Siempre desde nuestra perspectiva vamos a poder situar dos modalidades del odio.

Una de ellas va ligada indisolublemente al amor, por eso solemos hablar de “odioamoramiento”, que va a implicar un modo de relación con el objeto. Acá ambos afectos en su conjunto se oponen a la indiferencia, donde el amor es lo que atrae, lo que impulsa al encuentro con el otro, y cuando ese encuentro no resulta como se anhelaba, puede surgir el odio, el enojo por la supuesta promesa incumplida de completud.

Tanto el amor como el odio o bien el “odioamoramiento” implican también un lazo con el objeto, hacen necesaria su presencia, ya sea para sostener el amor o bien el enojo. En esta perspectiva seguimos profundamente ligados al otro, ya que necesitamos psíquicamente de su presencia para sostener tanto un afecto como el otro.

Cuando se produce el viraje del amor al odio, va a ser el orden simbólico, articulado en alguno de los discursos, lo que hace trascender la relación imaginaria y la “lucha a muerte” hegeliana evitando la destrucción y la desaparición del otro y dando un lugar a la diferencia.
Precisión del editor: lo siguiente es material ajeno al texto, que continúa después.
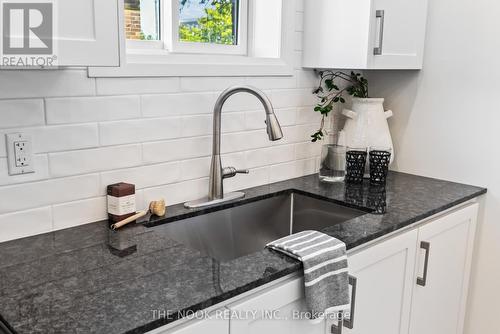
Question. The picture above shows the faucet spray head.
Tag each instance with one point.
(273, 127)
Por lo tanto, en esta modalidad, en “el odioamoramiento”, se mantiene un lazo con el otro, se necesita del otro, lo cual le pone límites tanto al odio como al amor.

También siempre desde nuestro marco teórico, podemos hablar de otra modalidad del odio que no tiene como contrapartida el amor.

Se trata de lo que definimos como un odio o bien un rechazo primario a toda diferencia, se trata de expulsar todo aquello que puede ser fuente de displacer, o bien que pone en cuestión la homeostasis del sujeto. En los orígenes de todo sujeto, en los orígenes de nuestra constitución como tales, ante la imposibilidad por la pre-maturación psíquica de tramitar los estímulos, el recurso con el que se cuenta es el rechazo.

Un sujeto se afirma en dicho origen en la medida en que expulsa lo que pone en riesgo la homeostasis y se hace consistente en el narcisismo, por lo tanto no hace lugar a ninguna diferencia. La diferencia es vivida en ese contexto como amenazante y por lo tanto se expulsa, se rechaza en tanto es vivida como un ataque, lo cual hace que la diferencia no sea dialectizable. El recurso, si bien sería pertinente decir que ante la escasez de recursos simbólicos, allí lo único posible es rechazar, eliminar lo que atenta contra esa imagen de unidad o bien lo que es vivido como un ataque a la homeostasis mencionada.

Pensemos por ejemplo en los celos o bien el rechazo que puede generar en un niño pequeño la imagen de otro niño con un juguete que se supone preciado, o bien el enojo y la furia de la imagen de un hermanito/a que suscita la mirada amorosa de los otros primarios. Ambas situaciones ejemplifican algo de esto.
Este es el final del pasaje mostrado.